A young man who comes from a family of time-travelers changes history for the better in this romantic comedy from director Richard Curtis. During one of his trips to the past, he falls for a woman played by Rachel McAdams.
What did I like?
Time travel. We’ve all had those moments where we wish we could go back just a few minutes and do or say something different. Well, that is the major selling point of this film for me. This guy, played by Domhall Gleeson, is part of a family that is able to travel through time. I can’t tell you how many times I wished I could go back and change something, especially if I could do it without consequences, as we are led to believe (more on that later).
Balance. There seems to be a nice balance among this film between the comedy, touching moments, heavy drama, and even a couple of “off-color” comments, for lack of a better term. Not very often we get a film that manages to strike such a perfect balance among those elements, so kudos to this film for doing such an impossible feat. My initial thoughts were that this was going to turn into some sappy, chick flick, tear jerker.

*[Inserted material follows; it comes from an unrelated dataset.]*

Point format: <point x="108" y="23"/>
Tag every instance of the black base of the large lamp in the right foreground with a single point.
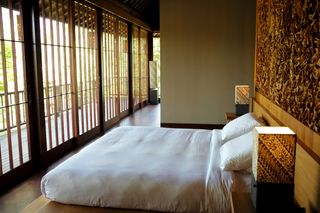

Rachel. I’ve had my eye on Rachel McAdams since Mean Girls. What an actress she has grown into, let me tell you. This isn’t the best material for her, but it allows her to flex her chops with some juicy and emotional scenes, including one where she is able to display the insecurities that every woman seems to have about what they look like in their clothes and what their significant other thinks about what they look like. I don’t know why, but I found this to be quite a poignant observation on her part that helped us to connect with her character a little better.
What didn’t I like?
Rules. As with every time travel movie, book, TV show, or whatever, there are rules that have to be followed, or everything falls apart. I mentioned earlier that there really aren’t any rules for these time travelers. Well, for a good portion of the film, that is what we are led to believe, but conveniently in the second half of the film, it is introduced that once they have a kid, they can never go past the birth. Something about that specific sperm, I believe. I don’t have an issue with that rule, but rather that is seemed to be conveniently introduced after the child was born. Could we have not gotten than in the first place?
Sister. Why is it that every film of this nature has some sort of sibling drama that seems to all but bring the film to a complete stop, and it usually happens around a wedding or other important event. The free spirit sister has an issue with her boyfriend beating her, which is no laughing matter, but my goodness did that whole segment bring things down, especially since she was such a light character. Having her go through such unfortunate events was not a good choice, in my opinion, but given the weight that this film wants to have, would it have really hurt to have someone who was a true free spirit?
Charm only goes so far. There is no question that this film is extremely charming, but that doesn’t excuse it for what some have said is “reassuringly bland.” I want to defend this film, but I just can’t bring my self to do so because it is pretty much the equivalent of an unsalted cracker. It provides sustenance, and you can add some stuff on top of it, such as time travel, but in the end all you have is a flatlining, somewhat boring film.
Surprisingly more entertaining that I expected, About Time delivered on all that it promised. However, the plotholes and genericness that it possesses will keep me from returning to this world and watching it again. Does that mean that I will steer others from seeing it? No, as a matter of fact, I think many who are more into this type of film will really get a kick out of it, so go ahead and give it a shot. You may enjoy it more than you think!